We assessed the impact of clinical follow-up by cardiovascular specialist on timely surgical intervention. Overall, 28.9% (N = 71) of patients underwent aortic and/or aortic valve surgery, 47.9% (N = 34) of whom had a previously known diagnosis of BAV. Among surgical patients, 95.8% (N = 68) were followed by a cardiovascular specialist, 88.7% (N = 63) received at least one follow-up echocardiogram, and 60.6% (N = 43) received a CT or MRI to evaluate the aorta or aortic valve. The most common indications for surgery were ascending aortic aneurysm with or without stenosis or regurgitation (N = 25, 34%), aortic stenosis (N = 24, 34%), aortic regurgitation (N = 10, 14%), and endocarditis with or without stenosis or regurgitation (N = 5, 7%). After surgery for BAV syndrome, 85.9% (N = 61) received at least one repeat echocardiogram, and 35.2% (N = 25) received at least one CT or MRI for the purpose of surveillance (Table 3).
Discussion
In this study, follow-up care for patients with a diagnosis of bicuspid aortic valve was highly variable. Current guidelines from the The American Association for Thoracic Surgery state that the interval for follow-up imaging should be based on severity of disease (especially aortic dilation)9, and research has shown that bicuspid aortic valves will often progress in severity as patients age1,3,8. Therefore, once patients are diagnosed with BAV (or have a possible BAV found by echocardiogram), guidelines recommend that they should be followed by a cardiovascular specialist in order to determine the best schedule for imaging and/or surgical intervention.
In this study, we found that over the mean follow-up of 3.5 years, more than a quarter of patients with a bicuspid aortic valve were never seen by a cardiovascular specialist after diagnosis. In addition, a third of patients did not receive a follow-up echocardiogram, and less than half of the patients who may have benefitted from CT or MRI surveillance according to some guidelines (2018 AATS) received it. Furthermore, many unclear bicuspid diagnoses, such as those labeled as “possible BAV” or “unable to rule out BAV”, did not receive a follow-up echocardiogram and/or a firm diagnosis following the initial echocardiogram. These data beg the question of how the pathology of those patients progressed, and whether they would have benefitted from earlier intervention or acknowledgement of the potential complications of BAV. It is interesting to note that while mortality was found to be significantly less in patients who were followed clinically, this study cannot draw any direct correlations. However, this data may be an indication of the type and frequency of the care those patients received care more generally.

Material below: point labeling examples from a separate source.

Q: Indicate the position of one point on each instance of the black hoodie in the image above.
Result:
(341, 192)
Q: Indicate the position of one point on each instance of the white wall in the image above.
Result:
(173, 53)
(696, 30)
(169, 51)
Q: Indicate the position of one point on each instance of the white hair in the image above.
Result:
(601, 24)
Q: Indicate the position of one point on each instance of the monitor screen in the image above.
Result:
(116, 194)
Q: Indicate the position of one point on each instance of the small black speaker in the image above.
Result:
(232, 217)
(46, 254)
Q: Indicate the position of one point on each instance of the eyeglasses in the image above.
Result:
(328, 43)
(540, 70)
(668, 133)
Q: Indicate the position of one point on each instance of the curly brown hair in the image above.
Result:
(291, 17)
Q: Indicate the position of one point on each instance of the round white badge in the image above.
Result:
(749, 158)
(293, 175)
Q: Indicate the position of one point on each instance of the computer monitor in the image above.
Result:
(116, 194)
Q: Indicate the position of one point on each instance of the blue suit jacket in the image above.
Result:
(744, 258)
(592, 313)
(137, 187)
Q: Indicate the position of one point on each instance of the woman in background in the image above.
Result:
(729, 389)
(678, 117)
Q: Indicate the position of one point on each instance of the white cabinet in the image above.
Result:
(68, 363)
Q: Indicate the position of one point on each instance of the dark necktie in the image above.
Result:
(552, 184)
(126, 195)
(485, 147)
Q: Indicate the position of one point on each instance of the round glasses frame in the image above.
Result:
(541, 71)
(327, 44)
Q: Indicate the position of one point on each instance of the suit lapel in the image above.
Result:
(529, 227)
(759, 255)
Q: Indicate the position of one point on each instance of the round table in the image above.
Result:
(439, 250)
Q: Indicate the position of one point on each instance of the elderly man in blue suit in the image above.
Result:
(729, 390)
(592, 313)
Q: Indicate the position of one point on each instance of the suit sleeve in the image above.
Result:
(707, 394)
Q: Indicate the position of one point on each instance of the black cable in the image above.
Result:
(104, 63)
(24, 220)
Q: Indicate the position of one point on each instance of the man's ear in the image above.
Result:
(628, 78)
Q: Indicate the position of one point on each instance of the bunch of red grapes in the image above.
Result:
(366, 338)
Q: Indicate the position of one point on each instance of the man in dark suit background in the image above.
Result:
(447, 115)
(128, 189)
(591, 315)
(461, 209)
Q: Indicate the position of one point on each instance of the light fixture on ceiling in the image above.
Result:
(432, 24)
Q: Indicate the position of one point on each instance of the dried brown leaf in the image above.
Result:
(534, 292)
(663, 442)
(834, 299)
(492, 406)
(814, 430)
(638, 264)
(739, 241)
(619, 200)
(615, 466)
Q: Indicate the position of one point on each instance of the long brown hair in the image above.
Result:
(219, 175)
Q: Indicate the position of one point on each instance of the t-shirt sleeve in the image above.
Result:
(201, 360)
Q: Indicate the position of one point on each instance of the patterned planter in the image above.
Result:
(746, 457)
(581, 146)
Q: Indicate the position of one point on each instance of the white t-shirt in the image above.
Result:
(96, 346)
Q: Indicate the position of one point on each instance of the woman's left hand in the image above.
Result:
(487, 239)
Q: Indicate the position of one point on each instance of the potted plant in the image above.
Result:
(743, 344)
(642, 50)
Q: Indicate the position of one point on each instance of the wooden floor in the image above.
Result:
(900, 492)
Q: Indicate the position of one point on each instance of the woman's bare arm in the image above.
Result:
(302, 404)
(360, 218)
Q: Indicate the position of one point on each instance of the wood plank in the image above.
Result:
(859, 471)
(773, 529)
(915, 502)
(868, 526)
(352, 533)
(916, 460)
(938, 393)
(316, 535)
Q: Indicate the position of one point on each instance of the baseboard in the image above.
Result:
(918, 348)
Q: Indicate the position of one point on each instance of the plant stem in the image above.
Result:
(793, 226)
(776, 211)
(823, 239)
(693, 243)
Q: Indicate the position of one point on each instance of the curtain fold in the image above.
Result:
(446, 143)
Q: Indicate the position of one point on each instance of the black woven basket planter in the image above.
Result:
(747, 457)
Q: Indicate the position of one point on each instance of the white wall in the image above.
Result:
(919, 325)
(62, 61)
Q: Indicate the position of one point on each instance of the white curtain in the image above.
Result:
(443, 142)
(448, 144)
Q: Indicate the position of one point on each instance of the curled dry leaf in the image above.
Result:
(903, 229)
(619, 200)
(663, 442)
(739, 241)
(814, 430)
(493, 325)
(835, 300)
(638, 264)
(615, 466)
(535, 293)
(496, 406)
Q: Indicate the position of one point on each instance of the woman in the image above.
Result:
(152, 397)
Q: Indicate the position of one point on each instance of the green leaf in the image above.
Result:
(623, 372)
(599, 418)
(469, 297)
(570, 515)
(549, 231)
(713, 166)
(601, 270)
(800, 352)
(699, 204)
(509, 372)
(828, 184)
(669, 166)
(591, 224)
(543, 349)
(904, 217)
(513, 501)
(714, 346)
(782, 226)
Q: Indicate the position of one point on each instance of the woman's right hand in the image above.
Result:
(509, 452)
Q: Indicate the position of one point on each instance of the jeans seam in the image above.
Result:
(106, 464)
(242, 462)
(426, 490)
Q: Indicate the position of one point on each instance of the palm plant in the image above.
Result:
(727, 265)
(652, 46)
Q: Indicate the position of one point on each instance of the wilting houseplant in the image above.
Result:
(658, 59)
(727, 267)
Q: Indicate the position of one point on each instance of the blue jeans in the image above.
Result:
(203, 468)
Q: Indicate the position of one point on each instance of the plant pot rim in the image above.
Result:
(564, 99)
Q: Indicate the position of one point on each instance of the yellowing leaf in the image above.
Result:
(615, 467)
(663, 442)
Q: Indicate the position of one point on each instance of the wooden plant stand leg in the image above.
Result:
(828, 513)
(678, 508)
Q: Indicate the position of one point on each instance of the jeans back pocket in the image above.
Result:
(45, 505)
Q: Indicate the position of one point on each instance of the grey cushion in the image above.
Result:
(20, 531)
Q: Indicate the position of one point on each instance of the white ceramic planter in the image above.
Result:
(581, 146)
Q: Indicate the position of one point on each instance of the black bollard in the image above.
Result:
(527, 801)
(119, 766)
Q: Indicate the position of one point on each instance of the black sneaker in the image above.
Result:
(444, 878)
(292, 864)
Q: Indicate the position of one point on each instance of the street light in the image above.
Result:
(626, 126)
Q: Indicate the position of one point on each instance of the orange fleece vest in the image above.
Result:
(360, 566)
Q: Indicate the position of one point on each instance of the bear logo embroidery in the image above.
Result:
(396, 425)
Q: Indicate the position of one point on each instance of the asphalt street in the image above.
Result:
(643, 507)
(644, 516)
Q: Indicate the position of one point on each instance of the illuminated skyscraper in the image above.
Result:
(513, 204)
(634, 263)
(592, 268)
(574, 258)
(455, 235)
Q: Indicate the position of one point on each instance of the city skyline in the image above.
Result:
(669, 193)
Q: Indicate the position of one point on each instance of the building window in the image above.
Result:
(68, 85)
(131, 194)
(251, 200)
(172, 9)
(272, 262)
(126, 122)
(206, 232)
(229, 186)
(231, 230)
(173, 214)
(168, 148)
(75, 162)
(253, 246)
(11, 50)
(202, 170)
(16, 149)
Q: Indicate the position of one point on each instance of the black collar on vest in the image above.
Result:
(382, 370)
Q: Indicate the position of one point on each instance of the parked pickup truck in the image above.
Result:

Current guidelines suggest that the frequency and type of surveillance should be based on severity of aortic dilatation. Specifically, the 2018 AATS guidelines push for comprehensive serial evaluation. After the initial evaluation of the valve morphology, these guidelines state that normal aortic diameters should receive echocardiogram surveillance every 3–5 years, stable aortic dilation (40-49 mm) should be evaluated every 2–3 years (after an initial check at 12 months), and more advanced aortic dilation (> 50 mm) should be imaged yearly. It is also further recommended that aortic dilation > 40 mm should be investigated by echocardiogram-gated MRI or CT angiography9. ACC/AHA guidelines suggest a slightly more flexible pattern of surveillance14,15, with 2020 ACC/AHA guidelines suggesting MRI/CT for difficult to assess structures, then lifelong surveillance of patients whose aortic diameter ≥ 4.0 cm, with intervals determined by family history and progression rate. These guidelines also suggest considering a screening TTE in the first-degree relatives of patients with BAV12. These guidelines state that TTE is usually adequate for hemodynamics and evaluation of anatomy, while TEE can provide improved 2D and 3D images. Cardiac MRI or CT provides better images of the aorta (including the sinotubular junction, sinuses, or ascending aorta) when both of those imaging modalities are not adequate to evaluate valve and aortic morphology.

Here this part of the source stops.